To find the maximum value of the electromotive force (emf) induced in the second coil due to the changing current in the first coil, we can use the concept of mutual inductance. Let's break down the problem step by step.
Understanding Mutual Inductance
Mutual inductance occurs when a change in current in one coil induces an emf in another nearby coil.

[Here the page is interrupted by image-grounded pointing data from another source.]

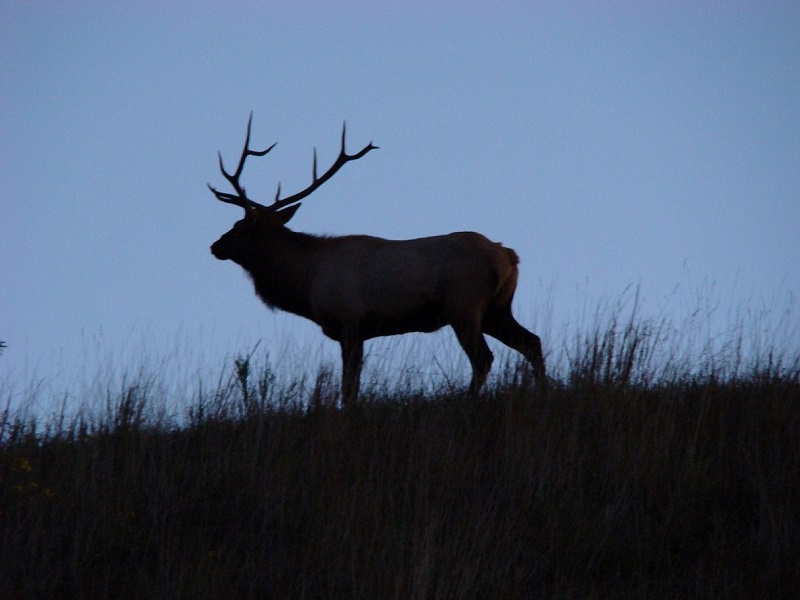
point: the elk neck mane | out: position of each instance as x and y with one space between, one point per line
281 266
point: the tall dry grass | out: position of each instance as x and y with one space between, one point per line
631 480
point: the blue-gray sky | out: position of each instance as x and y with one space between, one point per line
610 144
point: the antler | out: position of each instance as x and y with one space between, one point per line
340 161
240 197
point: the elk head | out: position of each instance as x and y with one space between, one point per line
261 221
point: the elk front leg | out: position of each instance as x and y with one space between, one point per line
480 357
352 357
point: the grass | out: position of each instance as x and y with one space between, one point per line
628 481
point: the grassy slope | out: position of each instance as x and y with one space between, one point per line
688 489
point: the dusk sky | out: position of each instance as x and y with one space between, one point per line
612 145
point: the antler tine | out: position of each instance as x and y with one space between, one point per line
316 181
240 198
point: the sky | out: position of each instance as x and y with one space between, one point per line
615 146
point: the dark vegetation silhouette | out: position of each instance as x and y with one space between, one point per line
359 287
627 481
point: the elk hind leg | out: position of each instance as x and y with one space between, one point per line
352 360
502 326
480 357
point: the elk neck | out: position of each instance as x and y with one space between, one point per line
281 268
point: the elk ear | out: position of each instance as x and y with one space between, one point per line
285 215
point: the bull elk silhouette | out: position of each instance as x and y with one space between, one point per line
358 287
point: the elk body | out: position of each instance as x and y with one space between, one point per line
359 287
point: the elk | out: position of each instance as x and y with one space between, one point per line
357 287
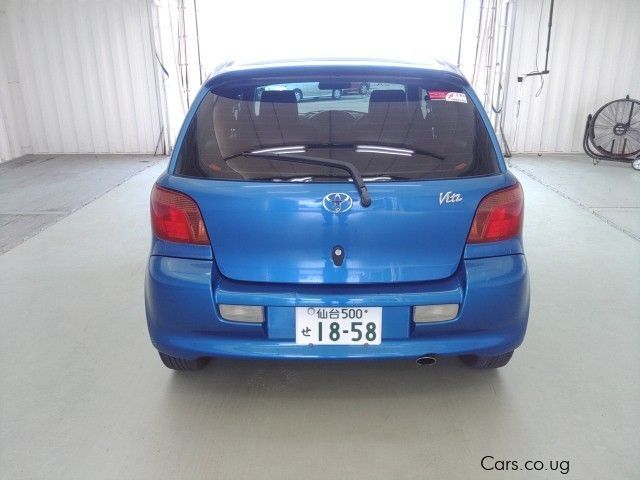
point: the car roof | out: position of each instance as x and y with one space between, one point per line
315 65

The relationship between the changing current and the induced emf can be described by the formula:
emf = -M (dI/dt)
Where:
- emf is the induced electromotive force in the second coil.

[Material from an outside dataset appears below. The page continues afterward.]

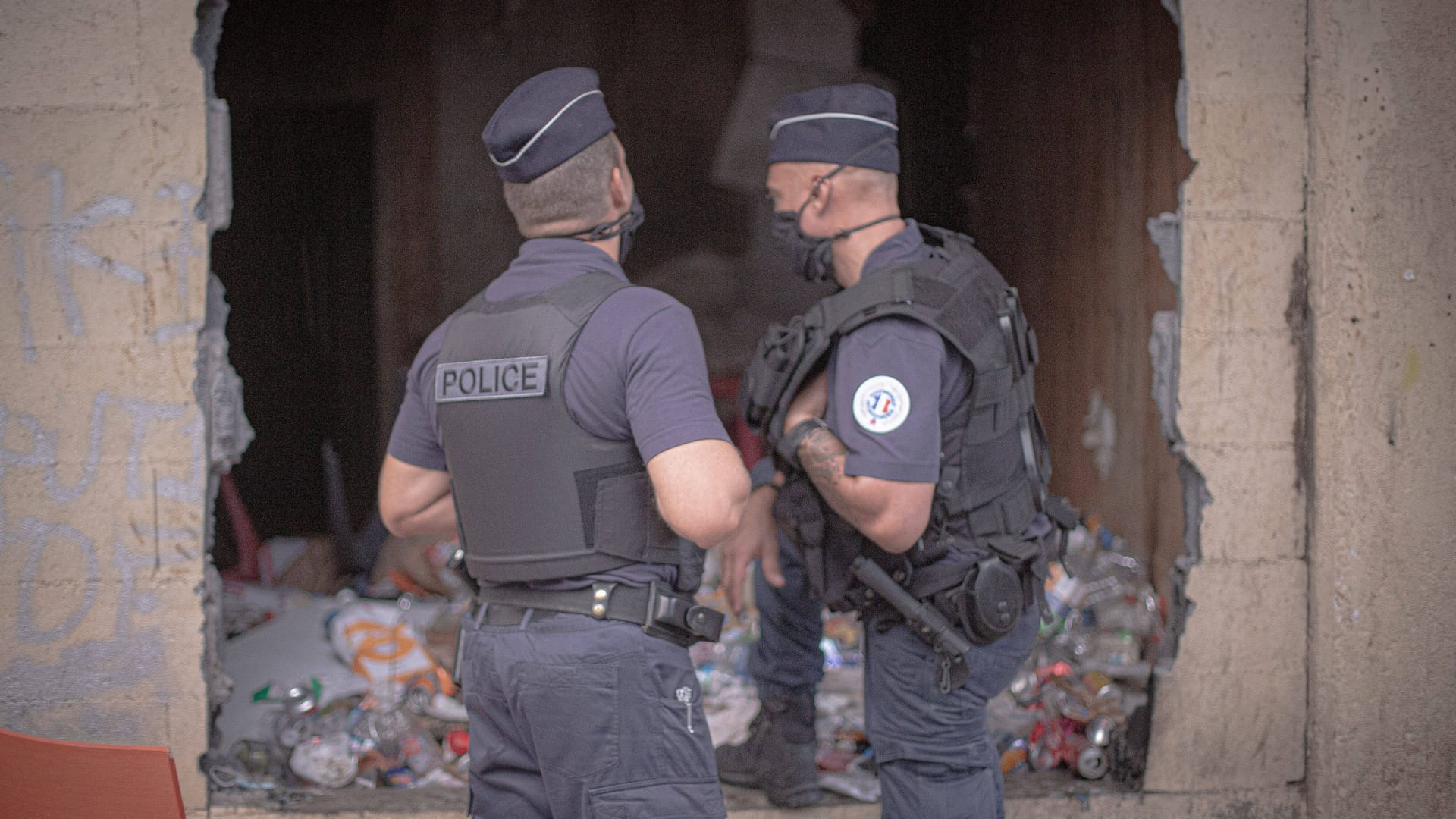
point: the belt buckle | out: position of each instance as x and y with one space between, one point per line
679 620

- M is the mutual inductance between the two coils (in henries).
- dI/dt is the rate of change of current in the first coil.
Given Values
From the problem, we have:
- Mutual inductance, M = 0.005 H
- Current in the first coil, I = X sin(wt), where X = 10 A and w = 100π rad/s.
Finding dI/dt
To find the rate of change of current, we first need to differentiate the current function with respect to time:
I(t) = 10 sin(100πt)
Now, let's differentiate:
dI/dt = 10 * 100π cos(100πt)
This simplifies to:
dI/dt = 1000π cos(100πt)
Calculating the Maximum Value of emf
The maximum value of the cosine function is 1. Therefore, the maximum rate of change of current, (dI/dt)_{max}, is:
(dI/dt)_{max} = 1000π
Now, we can substitute this value into the emf formula:
emf = -M (dI/dt)
Substituting the values we have:
emf = -0.005 H * 1000π
This results in:
emf = -5π V
Final Answer
The negative sign indicates the direction of the induced emf according to Lenz's law, but since we are interested in the magnitude, the maximum value of the induced emf in the second coil is:
5π V
Thus, the maximum value of emf in the second coil is indeed 5π volts. This process illustrates how mutual inductance allows us to calculate induced voltages based on changing currents in nearby coils.